Two basic elements of parenting and their involvement in parenting styles:
Responsiveness:
The extent to which parents intentionally promote individualism, self-regulation, and self-assertion by being accustomed, supportive, and compliant to children’s particular needs and demands is called responsiveness in parenting behavior.
Demandingness:
The claims parents construct on children to become incorporated into the family whole, by their maturity demands, regulation, disciplinary efforts and readiness to resist the child who disobeys is called demandingness in parenting behavior.
• These both qualities are enviable; therefore, authoritative parenting is considered the most favorable style because this contains both these qualities.
• In others three styles, either one missing or both. In authoritarian parenting, demandingness is present while permissive parenting style is responsive but not demanding.

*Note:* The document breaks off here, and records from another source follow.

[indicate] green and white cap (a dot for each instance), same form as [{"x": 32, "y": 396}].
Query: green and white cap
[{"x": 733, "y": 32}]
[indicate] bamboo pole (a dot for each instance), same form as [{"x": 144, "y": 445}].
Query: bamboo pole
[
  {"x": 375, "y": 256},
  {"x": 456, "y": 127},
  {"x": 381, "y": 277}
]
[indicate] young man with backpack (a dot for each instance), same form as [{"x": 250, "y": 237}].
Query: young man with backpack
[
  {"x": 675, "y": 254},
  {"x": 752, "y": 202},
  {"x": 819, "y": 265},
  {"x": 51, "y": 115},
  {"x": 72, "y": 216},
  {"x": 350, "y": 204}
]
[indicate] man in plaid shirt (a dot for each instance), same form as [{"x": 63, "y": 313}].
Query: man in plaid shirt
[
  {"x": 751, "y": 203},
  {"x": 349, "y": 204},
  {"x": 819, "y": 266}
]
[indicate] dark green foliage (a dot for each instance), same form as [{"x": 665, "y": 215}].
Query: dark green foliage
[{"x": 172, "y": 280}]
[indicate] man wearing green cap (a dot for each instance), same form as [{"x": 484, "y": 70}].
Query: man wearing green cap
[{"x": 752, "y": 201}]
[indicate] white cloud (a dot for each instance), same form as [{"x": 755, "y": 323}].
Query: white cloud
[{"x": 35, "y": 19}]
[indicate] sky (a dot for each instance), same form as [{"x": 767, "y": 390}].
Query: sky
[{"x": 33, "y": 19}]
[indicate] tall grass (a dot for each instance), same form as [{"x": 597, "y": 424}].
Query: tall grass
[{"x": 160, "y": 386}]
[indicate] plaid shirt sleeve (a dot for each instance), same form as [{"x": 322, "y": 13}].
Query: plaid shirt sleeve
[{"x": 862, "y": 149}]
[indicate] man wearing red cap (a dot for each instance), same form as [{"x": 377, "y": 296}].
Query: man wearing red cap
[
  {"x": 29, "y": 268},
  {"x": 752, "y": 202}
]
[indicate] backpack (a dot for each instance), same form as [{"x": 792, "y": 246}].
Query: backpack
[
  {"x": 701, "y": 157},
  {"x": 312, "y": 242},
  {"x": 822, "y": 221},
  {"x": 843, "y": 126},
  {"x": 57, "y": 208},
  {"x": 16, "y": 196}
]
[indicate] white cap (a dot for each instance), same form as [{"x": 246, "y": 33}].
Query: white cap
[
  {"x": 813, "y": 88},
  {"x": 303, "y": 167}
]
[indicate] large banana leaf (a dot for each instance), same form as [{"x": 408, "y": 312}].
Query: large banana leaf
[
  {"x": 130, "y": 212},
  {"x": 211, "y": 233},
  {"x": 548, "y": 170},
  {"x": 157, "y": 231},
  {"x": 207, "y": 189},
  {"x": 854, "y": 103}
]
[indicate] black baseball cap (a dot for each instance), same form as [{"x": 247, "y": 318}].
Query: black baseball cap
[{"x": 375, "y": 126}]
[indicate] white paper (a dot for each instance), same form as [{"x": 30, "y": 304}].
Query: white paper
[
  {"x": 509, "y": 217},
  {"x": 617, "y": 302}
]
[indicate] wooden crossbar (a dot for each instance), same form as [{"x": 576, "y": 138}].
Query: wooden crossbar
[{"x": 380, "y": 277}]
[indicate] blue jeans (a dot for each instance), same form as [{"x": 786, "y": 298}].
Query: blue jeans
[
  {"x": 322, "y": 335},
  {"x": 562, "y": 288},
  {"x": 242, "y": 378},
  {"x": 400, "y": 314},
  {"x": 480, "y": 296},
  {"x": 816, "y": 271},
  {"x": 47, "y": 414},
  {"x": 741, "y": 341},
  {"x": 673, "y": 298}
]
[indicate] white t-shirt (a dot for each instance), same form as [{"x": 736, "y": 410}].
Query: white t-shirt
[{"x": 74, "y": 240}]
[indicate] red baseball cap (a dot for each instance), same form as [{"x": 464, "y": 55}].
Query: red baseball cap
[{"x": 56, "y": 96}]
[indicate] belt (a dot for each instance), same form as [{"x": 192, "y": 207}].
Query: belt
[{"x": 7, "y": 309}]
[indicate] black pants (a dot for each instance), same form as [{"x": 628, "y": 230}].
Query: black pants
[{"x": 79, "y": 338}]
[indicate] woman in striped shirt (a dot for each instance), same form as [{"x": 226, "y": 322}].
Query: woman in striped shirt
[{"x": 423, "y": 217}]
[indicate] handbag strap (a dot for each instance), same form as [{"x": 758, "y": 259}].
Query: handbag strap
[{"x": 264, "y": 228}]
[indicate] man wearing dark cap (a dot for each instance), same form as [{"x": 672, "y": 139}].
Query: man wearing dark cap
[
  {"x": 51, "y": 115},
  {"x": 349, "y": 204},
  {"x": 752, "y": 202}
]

• In uninvolved parenting, both these qualities—responsiveness and demandingness—are missing.
Positive influence:
While every parenting style affects the child’s growth, authoritative parents are likely to have the most positive effects when it comes to their children. The stability between a compact structure of rules and a warm, supportive environment permits children to develop with a suitable amount of leadership. While authoritative parents do exert power over their children, this style does encourage a more democratic, or often child-centered, type of development in which the child may establish her own sense of independence. Authoritative parents have children which may show healthy symbols of social progress when communicate with peers and other adults, and have a higher level of emotional self-control than children who have parents who apply other approaches of parenting.
Negative parenting styles:
The other three styles mean authoritarian, permissive and uninvolved parenting have a less than positive outcome on child development. This does not mean that every child who has a parent that follow to one of these styles is completely deprived of developmental progress. But these styles may not have the optimal developmental consequences or effects in contrast to more authoritative parents. Authoritarian parents may encourage abilities such as self-control through their high expectations for compliance, but will normally not give their children the chance to expand self-expression. In comparison, children of permissive parents may have broad chances for self-expression, but lack the structure of rigid rules to build emotional power, control and regulation. Children with uninvolved parents may bear developmental problems from a lack of interest, concentration and affection.